Bridgewater founder Ray Dalio also wrote a book, Principles, in which he details how he founded the company and developed “an idea meritocracy that strives to achieve meaningful work and meaningful relationships through radical transparency.”  

A more objective and thorough assessment of Bridgewater is in An Everyone Culture: Becoming a Deliberately Developmental Organization, by Robert Kegan and Lisa Lahey. They study deliberately developmental organizations (DDOs) and wrote that Bridgewater’s culture is first and foremost about supporting its people’s development.

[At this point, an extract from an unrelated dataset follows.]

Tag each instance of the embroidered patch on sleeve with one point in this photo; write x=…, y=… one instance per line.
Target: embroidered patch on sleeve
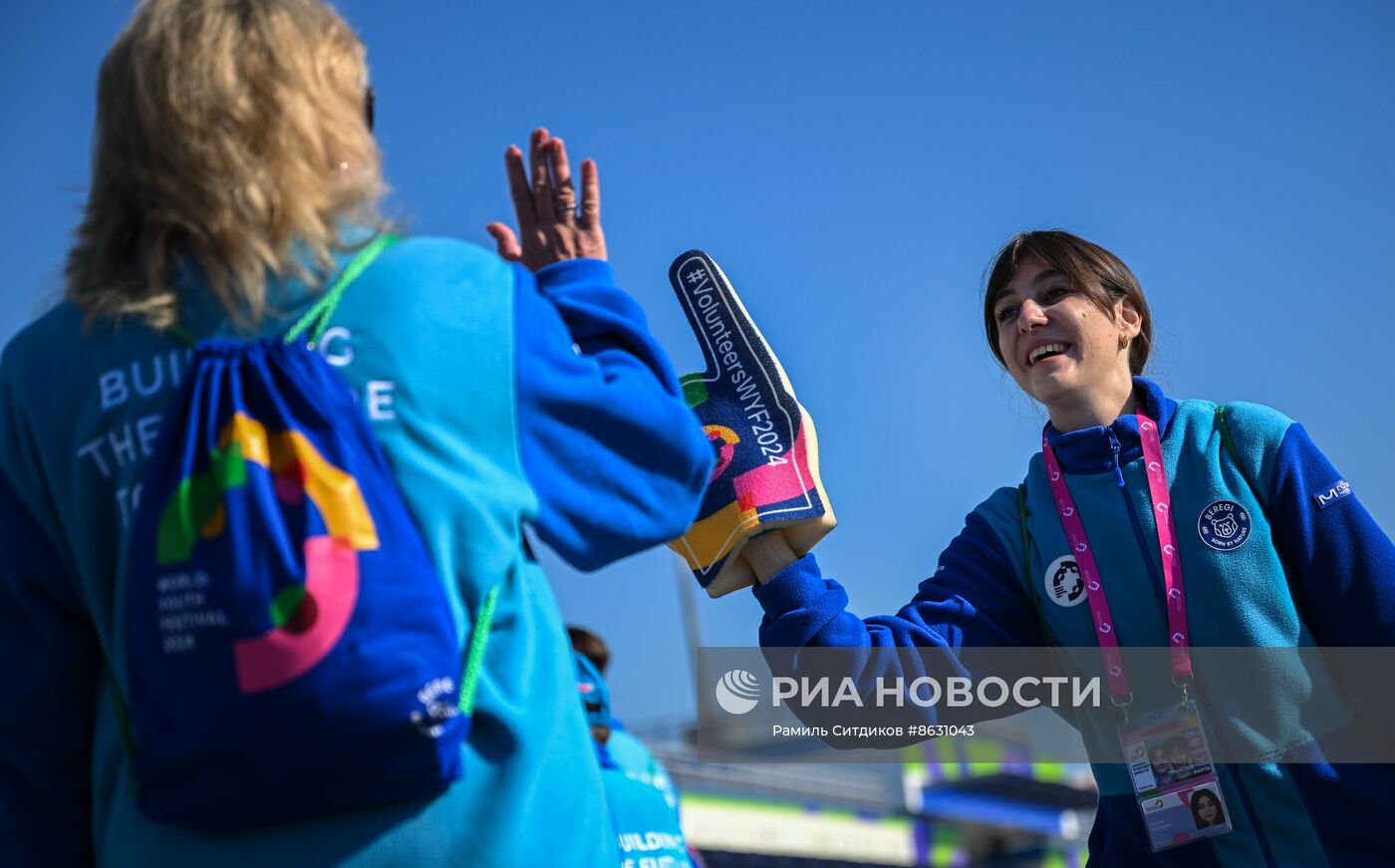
x=1332, y=494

Multi-stakeholder project teams have successfully designed cultures that support those teams. The team at Bostwick Design Partnership deliberately designed their team as a learning culture to continually improve how they relate and work together. That team finished designing and building a family healthcare facility in Lakewood, Ohio at 21% below market cost. Through deliberate culture design, BDP also led a collaborative architectural and engineering design of a project initially budgeted at $13.5 million but now costing less than $8 million.    

While productive team cultures result from design that engages all team members, culture design is about how people can contribute to the team’s impact. In designing a teams culture, five elements should be considered.

  1. Developing an understanding that work is accomplished by conversations. Every action at work starts with conversation. Even automated systems that generate activity are proxies for the conversations they are designed to represent.
  2. Designing those important conversations. Sometimes called protocols or communication frameworks, the conversations that support work processes need to be thoughtfully structured so people understand the requests and commitments informing the work.
  3. Stressing the mutual responsibility at every work stage. There needs to be a shift away from individual to shared accountability. Individuals must make commitments, but the progress toward meeting those commitments must allow the team members to support others that are overburdened or cannot fulfill their commitments. 
  4. Making all conversations visible to all parts of the organization. Design these systems so people can easily pull the information they need to support the organization’s mission.
  5. Defining conversations as sources of inspiration and improvement. Conversations between humans will break down; instead, embrace practices that highlight breakdowns and work to improve the organizations conversations to reduce future breakdowns.

Using team engagement to understand a team culture’s health, numerous Gallup surveys have confirmed that teams with healthy cultures also experience high levels of performance, productivity, safety, quality and well-being. Productive cultures focus on strengthening personal connections and creating the environment of mutual care that makes the above five elements possible.